Escribir un libro

Yo ya tenía una hija magnífica, había plantado varios árboles, entre otros un aguacatero que cada año nos da una buena cosecha. Y había escrito miles de artículos, unos cuantos cientos aquí, en IPMark, (**) tras casi veinte años de colaboración) y varios, bastantes, capítulos en libros colectivos. Hasta tengo escrito, a medias con un colega, un libro sobre investigación de medios, la profesión a la que me he dedicado durante tantos años. Puede que algún día vea la luz.

Cartel de la presentación de Y al final…el miedo.

Pero me faltaba escribir un libro en solitario. Ya lo he hecho: es un libro de relatos, titulado “Y al final…el miedo”. Son relatos independientes; algunos son claramente autobiográficos, tratan de recoger esos recuerdos que nos vienen de vez en cuando a la memoria y cuya verosimilitud no siempre comprobamos. Otros son ficciones que parten de algún recuerdo, alguna experiencia o incluso de algún sueño. Y otros, la mayoría, son simplemente ficciones con algún punto de apoyo en la realidad, o ni siquiera eso. Algunos tienen un giro final, inesperado, que puede provocar una cierta sensación de miedo. De ahí, quizá, el título, aunque también se puede interpretar como una metáfora de la vida: cuando vamos avanzando y nos acercamos al inevitable final, la incertidumbre crece, y con ella el miedo, o los miedos, que pueden tener muchos aspectos diferentes.
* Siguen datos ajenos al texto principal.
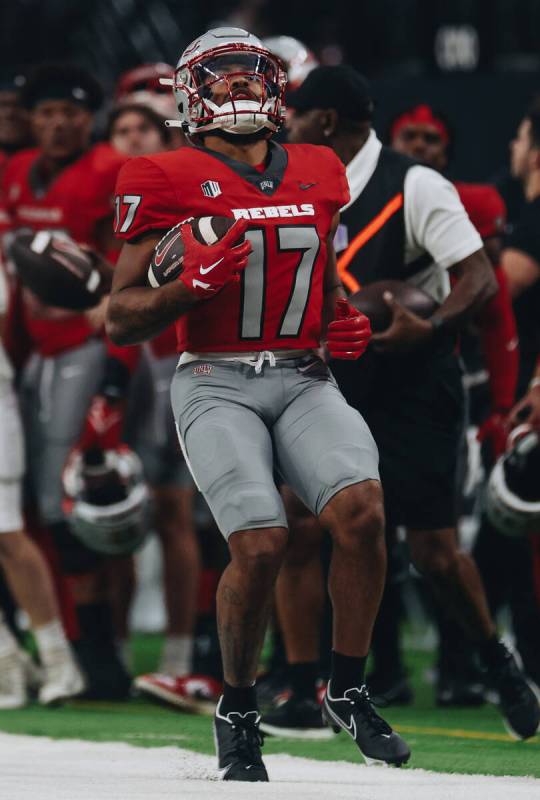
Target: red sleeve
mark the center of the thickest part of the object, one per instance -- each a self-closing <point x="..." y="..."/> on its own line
<point x="145" y="200"/>
<point x="107" y="165"/>
<point x="338" y="185"/>
<point x="500" y="346"/>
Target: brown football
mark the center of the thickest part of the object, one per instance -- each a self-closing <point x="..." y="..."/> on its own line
<point x="370" y="301"/>
<point x="166" y="264"/>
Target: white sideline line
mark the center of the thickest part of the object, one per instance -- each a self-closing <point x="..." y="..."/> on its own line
<point x="37" y="768"/>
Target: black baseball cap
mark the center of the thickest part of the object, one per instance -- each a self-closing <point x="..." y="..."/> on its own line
<point x="339" y="87"/>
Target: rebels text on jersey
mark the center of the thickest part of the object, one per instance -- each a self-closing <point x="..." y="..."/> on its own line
<point x="289" y="205"/>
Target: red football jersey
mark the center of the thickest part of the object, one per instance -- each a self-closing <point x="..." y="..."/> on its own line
<point x="485" y="207"/>
<point x="290" y="206"/>
<point x="76" y="201"/>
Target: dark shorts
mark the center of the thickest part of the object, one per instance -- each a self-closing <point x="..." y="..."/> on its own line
<point x="415" y="409"/>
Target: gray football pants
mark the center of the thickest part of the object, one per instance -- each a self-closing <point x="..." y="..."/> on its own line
<point x="236" y="426"/>
<point x="55" y="396"/>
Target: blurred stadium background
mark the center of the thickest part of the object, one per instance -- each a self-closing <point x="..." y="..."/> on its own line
<point x="477" y="59"/>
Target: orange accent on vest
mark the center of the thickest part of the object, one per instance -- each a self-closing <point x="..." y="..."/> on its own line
<point x="364" y="236"/>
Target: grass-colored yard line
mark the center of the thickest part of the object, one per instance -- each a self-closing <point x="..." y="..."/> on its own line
<point x="445" y="740"/>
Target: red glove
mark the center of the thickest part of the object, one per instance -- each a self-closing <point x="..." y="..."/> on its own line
<point x="494" y="431"/>
<point x="208" y="267"/>
<point x="349" y="334"/>
<point x="103" y="426"/>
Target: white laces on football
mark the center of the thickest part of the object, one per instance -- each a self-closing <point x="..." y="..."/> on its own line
<point x="264" y="355"/>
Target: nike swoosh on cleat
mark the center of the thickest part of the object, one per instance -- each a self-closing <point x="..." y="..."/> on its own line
<point x="204" y="270"/>
<point x="351" y="728"/>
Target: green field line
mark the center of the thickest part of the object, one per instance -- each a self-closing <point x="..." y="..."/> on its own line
<point x="456" y="733"/>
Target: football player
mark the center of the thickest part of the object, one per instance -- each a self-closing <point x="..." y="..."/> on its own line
<point x="249" y="394"/>
<point x="405" y="221"/>
<point x="25" y="568"/>
<point x="144" y="86"/>
<point x="74" y="382"/>
<point x="138" y="130"/>
<point x="14" y="123"/>
<point x="423" y="134"/>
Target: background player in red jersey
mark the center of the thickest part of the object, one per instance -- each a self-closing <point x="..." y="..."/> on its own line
<point x="74" y="381"/>
<point x="249" y="393"/>
<point x="406" y="221"/>
<point x="135" y="130"/>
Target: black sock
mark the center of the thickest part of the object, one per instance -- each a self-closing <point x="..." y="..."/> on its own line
<point x="238" y="698"/>
<point x="304" y="679"/>
<point x="492" y="652"/>
<point x="347" y="672"/>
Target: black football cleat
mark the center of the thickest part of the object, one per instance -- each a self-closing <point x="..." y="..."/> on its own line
<point x="509" y="689"/>
<point x="238" y="745"/>
<point x="376" y="740"/>
<point x="296" y="718"/>
<point x="389" y="690"/>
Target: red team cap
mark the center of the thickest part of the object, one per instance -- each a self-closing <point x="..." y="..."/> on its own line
<point x="485" y="207"/>
<point x="421" y="115"/>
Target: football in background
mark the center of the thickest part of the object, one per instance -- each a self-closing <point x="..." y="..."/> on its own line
<point x="58" y="271"/>
<point x="370" y="301"/>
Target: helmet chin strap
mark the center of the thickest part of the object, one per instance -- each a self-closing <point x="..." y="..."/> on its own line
<point x="237" y="138"/>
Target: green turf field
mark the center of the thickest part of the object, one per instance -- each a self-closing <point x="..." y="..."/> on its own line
<point x="456" y="740"/>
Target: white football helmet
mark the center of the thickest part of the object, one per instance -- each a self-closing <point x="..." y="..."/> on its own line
<point x="105" y="499"/>
<point x="227" y="80"/>
<point x="513" y="490"/>
<point x="297" y="59"/>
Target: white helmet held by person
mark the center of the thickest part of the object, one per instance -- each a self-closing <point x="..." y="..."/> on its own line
<point x="105" y="499"/>
<point x="227" y="80"/>
<point x="513" y="490"/>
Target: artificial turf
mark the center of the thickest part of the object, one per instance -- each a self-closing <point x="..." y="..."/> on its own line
<point x="445" y="740"/>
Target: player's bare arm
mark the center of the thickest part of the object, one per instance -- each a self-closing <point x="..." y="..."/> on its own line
<point x="475" y="283"/>
<point x="521" y="270"/>
<point x="137" y="311"/>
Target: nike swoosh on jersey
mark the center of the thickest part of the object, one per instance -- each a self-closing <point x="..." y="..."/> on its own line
<point x="158" y="257"/>
<point x="205" y="270"/>
<point x="351" y="727"/>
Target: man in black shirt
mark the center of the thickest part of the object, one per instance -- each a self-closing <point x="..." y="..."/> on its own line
<point x="521" y="257"/>
<point x="404" y="221"/>
<point x="507" y="564"/>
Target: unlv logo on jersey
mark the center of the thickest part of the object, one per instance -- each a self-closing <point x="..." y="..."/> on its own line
<point x="266" y="185"/>
<point x="211" y="188"/>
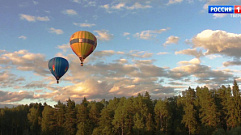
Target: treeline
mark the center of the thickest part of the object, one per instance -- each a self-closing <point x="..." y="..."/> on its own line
<point x="197" y="111"/>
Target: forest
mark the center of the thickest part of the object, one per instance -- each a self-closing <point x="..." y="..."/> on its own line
<point x="199" y="111"/>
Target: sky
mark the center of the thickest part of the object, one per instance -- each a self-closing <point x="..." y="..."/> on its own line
<point x="159" y="46"/>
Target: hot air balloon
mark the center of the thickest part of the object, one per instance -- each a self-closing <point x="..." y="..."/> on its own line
<point x="83" y="43"/>
<point x="58" y="66"/>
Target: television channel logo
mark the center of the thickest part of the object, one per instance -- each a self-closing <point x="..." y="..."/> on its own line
<point x="236" y="9"/>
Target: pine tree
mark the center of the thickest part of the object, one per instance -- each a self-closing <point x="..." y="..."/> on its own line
<point x="60" y="110"/>
<point x="162" y="115"/>
<point x="70" y="118"/>
<point x="48" y="123"/>
<point x="189" y="118"/>
<point x="208" y="113"/>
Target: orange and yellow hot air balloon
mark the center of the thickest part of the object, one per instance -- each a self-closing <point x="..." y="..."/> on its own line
<point x="83" y="43"/>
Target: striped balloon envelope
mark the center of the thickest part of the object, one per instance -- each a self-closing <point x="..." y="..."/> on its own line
<point x="58" y="66"/>
<point x="83" y="43"/>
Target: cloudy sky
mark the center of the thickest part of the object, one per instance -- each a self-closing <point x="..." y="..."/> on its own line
<point x="159" y="46"/>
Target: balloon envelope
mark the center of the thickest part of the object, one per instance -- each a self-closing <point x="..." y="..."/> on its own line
<point x="58" y="66"/>
<point x="83" y="43"/>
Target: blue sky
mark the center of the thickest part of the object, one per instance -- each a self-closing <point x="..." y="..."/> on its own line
<point x="159" y="46"/>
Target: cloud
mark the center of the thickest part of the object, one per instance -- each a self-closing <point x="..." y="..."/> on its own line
<point x="232" y="63"/>
<point x="193" y="61"/>
<point x="149" y="34"/>
<point x="162" y="53"/>
<point x="203" y="73"/>
<point x="118" y="6"/>
<point x="33" y="18"/>
<point x="138" y="6"/>
<point x="86" y="3"/>
<point x="126" y="33"/>
<point x="85" y="24"/>
<point x="192" y="52"/>
<point x="174" y="2"/>
<point x="22" y="37"/>
<point x="70" y="12"/>
<point x="8" y="79"/>
<point x="7" y="97"/>
<point x="56" y="31"/>
<point x="64" y="47"/>
<point x="125" y="5"/>
<point x="218" y="42"/>
<point x="139" y="54"/>
<point x="104" y="35"/>
<point x="171" y="40"/>
<point x="25" y="61"/>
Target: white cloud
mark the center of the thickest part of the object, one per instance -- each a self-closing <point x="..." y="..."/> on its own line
<point x="118" y="6"/>
<point x="33" y="18"/>
<point x="149" y="34"/>
<point x="126" y="34"/>
<point x="162" y="53"/>
<point x="56" y="31"/>
<point x="8" y="97"/>
<point x="84" y="24"/>
<point x="64" y="47"/>
<point x="104" y="35"/>
<point x="192" y="61"/>
<point x="138" y="6"/>
<point x="70" y="12"/>
<point x="125" y="5"/>
<point x="232" y="63"/>
<point x="174" y="1"/>
<point x="192" y="52"/>
<point x="171" y="40"/>
<point x="218" y="42"/>
<point x="22" y="37"/>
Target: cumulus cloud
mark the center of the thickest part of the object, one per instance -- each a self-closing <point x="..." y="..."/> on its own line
<point x="84" y="24"/>
<point x="104" y="35"/>
<point x="69" y="12"/>
<point x="232" y="63"/>
<point x="203" y="73"/>
<point x="125" y="5"/>
<point x="171" y="40"/>
<point x="149" y="34"/>
<point x="192" y="52"/>
<point x="218" y="42"/>
<point x="8" y="97"/>
<point x="56" y="31"/>
<point x="25" y="61"/>
<point x="30" y="18"/>
<point x="162" y="53"/>
<point x="193" y="61"/>
<point x="22" y="37"/>
<point x="138" y="6"/>
<point x="174" y="1"/>
<point x="64" y="47"/>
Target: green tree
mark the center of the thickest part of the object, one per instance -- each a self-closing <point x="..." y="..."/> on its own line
<point x="208" y="113"/>
<point x="189" y="117"/>
<point x="60" y="110"/>
<point x="48" y="123"/>
<point x="34" y="118"/>
<point x="70" y="118"/>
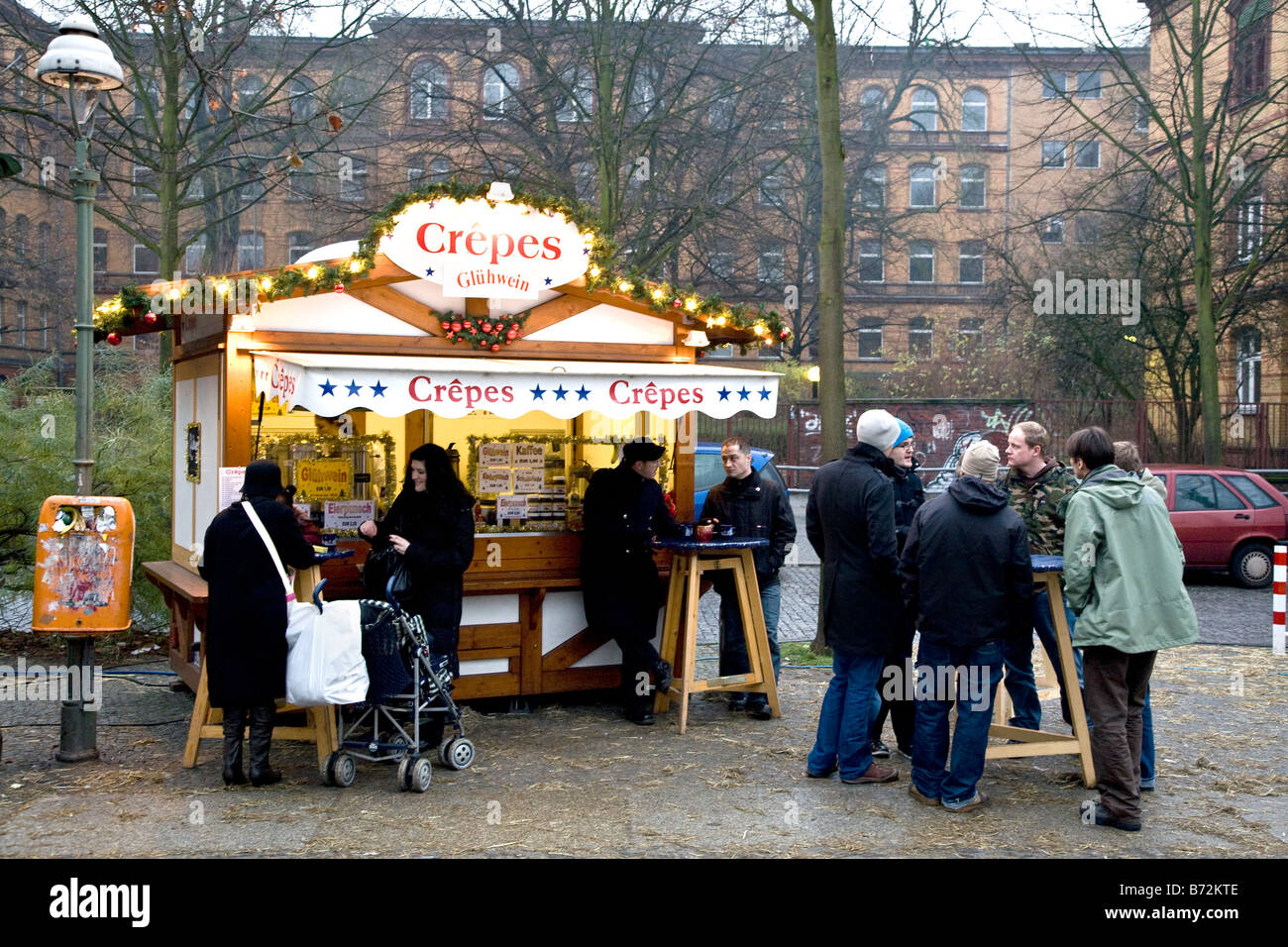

Lo siguiente que hay que hacer es darlo a conocer a los posibles lectores. Es lo más parecido a una campaña de publicidad y ese es el momento en que te das cuenta de que así, sin datos de esos posibles lectores, no es fácil hacerlo.

Lo estoy intentando con los medios a mi alcance y espero tener un poquito de apoyo de los medios del sector publicitario, un sector en el que se mueve una buena parte de mis amigos que, espero, serán mis primeros lectores.

Ya está. El libro ya está escrito. Sólo falta que llegue al encuentro con sus lectores. Voy a hacer una presentación el día 13 de marzo, a las 11 de la mañana en el espacio COMO, en Castellana 94. Es una sala muy inspiradora, en un lugar espectacular. Merece la pena conocerlo.

Me encantaría verte ese día y dedicarte un ejemplar. Te espero allí.

Nunca se sabe cuantas personas van a acudir. Si van muy pocas, lo pasaré mal. Nunca serán demasiadas, pero el aforo es limitado. Para tener una idea de cuantos seremos, estaría muy bien que te inscribieras rellenando el cuestionario aquí enlazado.

(*): escribí este artículo (o uno muy parecido) para el número de marzo de la revista IPMark

(**): En realidad he colaborado con casi todos los medios del sector publicitario y supero los 1900 artículos en este blog.